Lindley Annex razed for parking lot

'Temporary' building had been KU fixture since 1947

Lindley Annex was far from perfect.

Termites munched on the walls. Rain dripped through holes in the roof onto students, who were usually hot during summer and cold during winter because of ventilation troubles.

Even so, Anne Patterson couldn’t help but feel a little sad that the Kansas University building, which she had taught in for nearly 10 years, was being demolished.

“There was some real creative energy down there,” said Patterson, an instructor for the School of Architecture and Urban Design. “There were creative ideas. It was not about its broken windows and kicked-in walls. Secretively, people kind of liked the floods on rainy days.”

It took only a few hours Wednesday morning for a backhoe from BA Green Construction Co. to level Lindley Annex, just south of Lindley Hall.

The annex was built as a military cafeteria during World War II and was moved to KU in 1947.

“It’s been ‘temporary’ since it was put up,” said Jim Modig, director of design and construction management at KU.

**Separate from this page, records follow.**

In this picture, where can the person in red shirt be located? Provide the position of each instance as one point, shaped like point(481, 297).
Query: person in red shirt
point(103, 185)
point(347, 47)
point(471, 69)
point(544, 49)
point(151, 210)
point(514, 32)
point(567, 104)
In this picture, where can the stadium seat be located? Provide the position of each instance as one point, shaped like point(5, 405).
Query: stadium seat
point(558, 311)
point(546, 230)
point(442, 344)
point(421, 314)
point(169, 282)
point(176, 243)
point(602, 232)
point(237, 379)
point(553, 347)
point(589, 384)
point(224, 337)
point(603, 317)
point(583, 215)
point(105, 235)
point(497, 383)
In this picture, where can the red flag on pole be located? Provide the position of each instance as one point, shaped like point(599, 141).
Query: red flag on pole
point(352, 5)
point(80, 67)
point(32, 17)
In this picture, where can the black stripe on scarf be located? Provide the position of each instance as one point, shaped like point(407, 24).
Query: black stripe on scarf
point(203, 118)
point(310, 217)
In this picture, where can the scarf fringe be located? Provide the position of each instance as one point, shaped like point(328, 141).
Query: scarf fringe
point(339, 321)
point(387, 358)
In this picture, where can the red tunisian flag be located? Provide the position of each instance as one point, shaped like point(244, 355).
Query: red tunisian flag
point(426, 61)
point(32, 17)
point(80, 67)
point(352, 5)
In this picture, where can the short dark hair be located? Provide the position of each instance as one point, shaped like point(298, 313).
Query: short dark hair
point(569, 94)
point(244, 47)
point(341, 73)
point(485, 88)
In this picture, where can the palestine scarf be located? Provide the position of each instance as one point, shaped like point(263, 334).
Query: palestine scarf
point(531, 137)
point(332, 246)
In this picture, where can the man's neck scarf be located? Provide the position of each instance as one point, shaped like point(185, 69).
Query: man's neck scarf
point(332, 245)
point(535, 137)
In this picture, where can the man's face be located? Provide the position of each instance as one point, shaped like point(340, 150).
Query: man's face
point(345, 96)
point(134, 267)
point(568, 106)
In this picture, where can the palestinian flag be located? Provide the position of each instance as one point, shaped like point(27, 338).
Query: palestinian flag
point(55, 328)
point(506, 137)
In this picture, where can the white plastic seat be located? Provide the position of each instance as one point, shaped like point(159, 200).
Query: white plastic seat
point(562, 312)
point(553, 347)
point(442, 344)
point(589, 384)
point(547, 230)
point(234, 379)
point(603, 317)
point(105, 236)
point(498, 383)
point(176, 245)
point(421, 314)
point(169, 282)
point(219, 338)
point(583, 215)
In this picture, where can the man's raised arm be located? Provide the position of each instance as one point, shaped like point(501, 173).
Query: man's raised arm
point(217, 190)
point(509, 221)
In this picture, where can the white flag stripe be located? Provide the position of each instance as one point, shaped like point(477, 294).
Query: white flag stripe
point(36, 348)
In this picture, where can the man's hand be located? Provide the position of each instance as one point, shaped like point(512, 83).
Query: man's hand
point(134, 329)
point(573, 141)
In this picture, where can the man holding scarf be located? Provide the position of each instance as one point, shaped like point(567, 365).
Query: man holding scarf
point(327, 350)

Lindley Hall Annex, built in the 1940s as a cafeteria on a military base, is razed Wednesday morning in the shadow of Lindley Hall on the KU campus. Visible in the background is KU's engineering school and student dorms on Daisy Hill.

KU officials have wanted to knock the building down for almost a decade but didn’t have new spaces for the architecture studios that met in the annex.

That changed when Eaton Hall and an addition to the Baehr Audio-Reader Center were constructed. Departments moving into those buildings freed up space in Snow Hall and the former Kansas Public Radio Building – now called Marvin Studios – for the architecture classes.

Modig said there were no problems with the demolition, which cost the university about $48,400, including asbestos removal.

“It’s a wood structure,” he said. “It’s fairly easy (to demolish), compared to concrete and steel.”

Crews will begin work next month to turn the space into a parking lot.

Patterson, who now teaches her architecture studio class in Snow Hall, said she’d miss the annex.

“Everything’s so slick at KU,” she said. “I kind of like the rough edges, myself. There was a lesson to be learned: what a beautiful drawing you can make in such a dump of a place.”